偏差値31.5 サブ タピオカチャレンジ

……という仕組みが魔力を用いた実験により証明されました。御清聴ありがとうございました」


パチパチパチパチパチパチパチパチパチパチ!

若い研究者に拍手がおくられた。


ここは科学大国スキエンティア。

今日は若い研究者中心の研究発表が行われた。

ジャンルは様々で魔法や魔法を用いた実験、科学のみの基礎研究など、たくさんの研究の結果が報告された。


もちろん知識の神、プロメテウスも聞いていた。

プ「いやーよかった。将来が期待できる若手がたくさんいて嬉しいよ」

「プロメテウス様に誉めていただけるとはこの上ない光栄。これからも指導していきます」


プ「うん、頼むよ」


プロメテウスが学会から退場しようとすると、携帯電話が鳴った。

プ「誰だ……? ………パンドラか」


プロメテウスはおくられたメールの内容を読むとマントを翻し、消えた。





パ「ああ……この! ………くそっ!えぃっ!…………そこそこそこぉ!……よしっ!」

ここはやはり東京のゲームセンター。パンドラは慣れ親しんだ台で格闘ゲームをしていた。しかし、夢中になって背後に忍び寄る男に気がつかなかった。

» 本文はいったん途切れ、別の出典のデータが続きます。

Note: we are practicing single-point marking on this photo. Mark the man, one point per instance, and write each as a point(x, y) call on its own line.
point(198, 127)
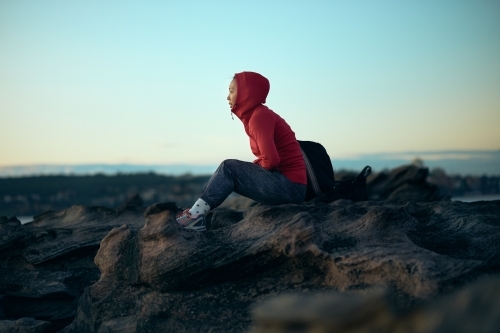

プ「こらっ!人を呼び出しておいてゲームしているんじゃない!」

パ「あたっ!……あーーーーーーー!」

プ「おや、負けてしまったようだね。すまないことをしたな」

タイミング良くプロメテウスのチョップがパンドラの脳天にあたった。

パ「こっのぉ!あんた絶対狙ってやってるわよねぇ!これ何回目よ!」

プ「人を呼び出しておいて自分だけ楽しんでいるからだよこっちだってヒマじゃないんだよ?」

パ「ムゥ。まぁいいわ。で、付き合ってくれる?」





プ「頼みってこれか?」

パ「そうよ! タピオカミルクティーよ!」

プロメテウスはパンドラに誘われある人気タピオカ店の行列にならんだ。

プ「急いできて!って言うから来たのに……こんなことに時間をとらせないでくれ。」

やれやれ、とでも言うようにプロメテウスは額に手を当て頭をふった。

パ「こんなこと? 私にとっては一大事よ!女が一人で並んでいたらぼっちとしか思われないじゃない!」

プ「旦那と来ればいいじゃないか。」

パ「エピちゃんは『俺が行ったらからかわれる』っていってきかないのよ。それで兄さんを呼んだの。」

プ「むぅ……あいつなら言いかねんな。」

パ「でしょ~?でもそこががいいのよね~~*たまんない!」

プ「ハハ……ラブラブで良かったよ」


「お待たせしました!タピオカミルクティーお二つです!」


パ「さてと……席は空いてないかしら?」

パンドラは嬉しそうにタピオカミルクティー受け取った。

プ「すごい人気だな。一時間も待たされるなんて……」

パ「今日本で大流行なのよ。噂を聞いて私も飲みたくなっちゃって。それより席を探してくれない?」

この店は店内にテーブルがあって半分喫茶店のようになっている。

二人が混雑しているなか席を探していると、

「おーい!こっちに来なよ!空いてるよ!」

手をふって二人を呼ぶ声がした。


パ「タ、タルタロス!?」




タ「いやー奇遇だね。君たちも飲みに来たんだ」

タルタロスはいつものスーツ姿ではなく黒色がメインの爽やかなボーイッシュな服装だ。チェーン(自前)がアクセントになっていて周りの女性達もチラチラ見ている。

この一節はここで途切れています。